Ich möchte dem etwas Persönliches beifügen. Im Bus auf dem Weg nach Kyiv traf ich diesen Sommer eine junge Mutter, die seit einigen Jahren, schon vor 2022, ihre ukrainische Familie nicht mehr gesehen hatte, da sie mit ihrem russischen Mann und den Kindern in Armenien lebt. Sie fuhr wieder hinein in ihre Heimatstadt, als die russischen Angriffe am lautesten tobten, um vorerst ein letztes Mal ihre Neffen zu sehen. Jene sollten bald das Land verlassen, bevor eine Ausreisesperre ab 18 Jahren gilt. Es sei nicht ihr Krieg, betonte sie – doch damit hat sie kein Urteil gefällt über jene, die bereit sind, für ihr Zuhause und ihre Familie zu kämpfen. Sichtlich bewegt, die Stadt ihrer Kindheit wiederzusehen, versicherte sie, Kyiv sei ihr die schönste Stadt; die Stadt, in der sie ihren Mann traf.

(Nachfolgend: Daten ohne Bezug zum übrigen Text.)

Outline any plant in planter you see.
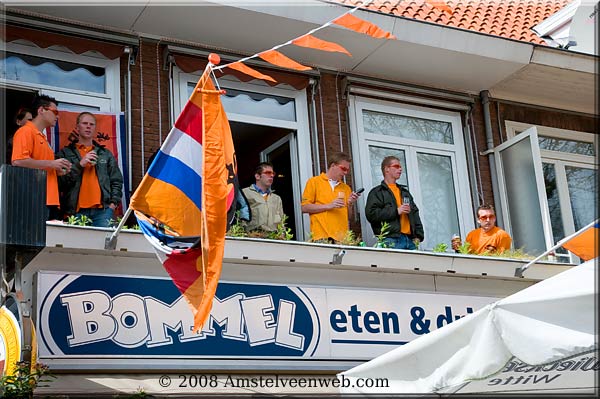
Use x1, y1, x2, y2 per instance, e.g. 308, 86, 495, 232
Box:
0, 361, 54, 398
432, 242, 449, 253
266, 214, 294, 241
374, 221, 391, 248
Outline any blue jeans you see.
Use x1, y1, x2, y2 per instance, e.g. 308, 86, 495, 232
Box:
383, 235, 416, 250
75, 207, 114, 227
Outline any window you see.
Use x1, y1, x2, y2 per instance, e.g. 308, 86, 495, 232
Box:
501, 122, 597, 262
350, 97, 474, 250
174, 68, 312, 239
1, 42, 120, 112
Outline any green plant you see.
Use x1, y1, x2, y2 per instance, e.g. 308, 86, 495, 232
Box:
227, 211, 248, 238
129, 387, 149, 398
0, 361, 54, 398
432, 242, 448, 253
266, 214, 294, 241
65, 215, 92, 226
338, 230, 361, 246
487, 247, 534, 260
374, 222, 391, 248
457, 241, 471, 254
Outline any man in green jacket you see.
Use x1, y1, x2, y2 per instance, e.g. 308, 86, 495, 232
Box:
242, 162, 285, 232
365, 156, 424, 250
57, 112, 123, 227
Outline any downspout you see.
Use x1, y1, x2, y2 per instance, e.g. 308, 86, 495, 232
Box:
308, 78, 321, 175
125, 46, 133, 193
462, 105, 481, 212
480, 90, 504, 227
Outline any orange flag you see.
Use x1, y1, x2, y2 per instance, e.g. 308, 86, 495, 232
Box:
333, 13, 396, 40
227, 61, 277, 83
259, 49, 312, 71
292, 34, 352, 56
424, 0, 453, 14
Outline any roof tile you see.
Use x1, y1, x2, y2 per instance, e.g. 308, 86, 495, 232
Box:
335, 0, 570, 44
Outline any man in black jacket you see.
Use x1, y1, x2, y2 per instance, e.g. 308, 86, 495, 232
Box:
365, 156, 424, 250
57, 112, 123, 227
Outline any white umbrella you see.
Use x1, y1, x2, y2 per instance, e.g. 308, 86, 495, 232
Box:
340, 258, 597, 394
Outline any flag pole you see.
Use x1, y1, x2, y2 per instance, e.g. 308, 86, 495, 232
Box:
514, 219, 599, 277
104, 207, 133, 250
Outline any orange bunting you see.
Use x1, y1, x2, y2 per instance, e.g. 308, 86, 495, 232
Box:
258, 50, 312, 71
424, 0, 453, 14
292, 34, 352, 56
227, 62, 277, 83
333, 13, 396, 40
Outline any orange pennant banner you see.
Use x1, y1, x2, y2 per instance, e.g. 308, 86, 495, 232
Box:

Es ist nicht ihr Krieg, aber sie sind mittendrin. Damit ihre Kinder nicht kämpfen müssen, gehen viele mittelalte ukrainische Väter und Mütter zum Militär. Das hat mich zum folgenden Gedanken bewegt: Vielleicht ist die deutsche Debatte um die Wehrpflicht ab 18 Jahren, die nicht einem Fronteinsatz gilt, eine falsche: Auch Erwachsene – gemeint ist nicht die Volljährigkeit – haben als Einzelne die Welt nicht gemacht, wie sie ist, und müssen trotzdem die Verantwortung dafür übernehmen.

Lange galt in der Ukraine eine Ausreisesperre für Männer zwischen 18 und 60 Jahren; mittlerweile dürfen junge Männer im Alter von 18 bis 22 wieder ausreisen. Auch für sie, damit gehen und in ein freies Land zurückkehren können, kämpfen Männer und Frauen an der ukrainischen Front. Sie kämpfen gegen einen Feind, der ganz Europa bedroht.

Das ist es, woran Weigandt erinnert, wenn er einen „wehrhaften Pazifismus“ fordert: Sie kämpfen für alle, die ein freies Europa dem russischen Mord-Regime vorziehen. Das sollte berücksichtigen, wer über Militarisierung spricht.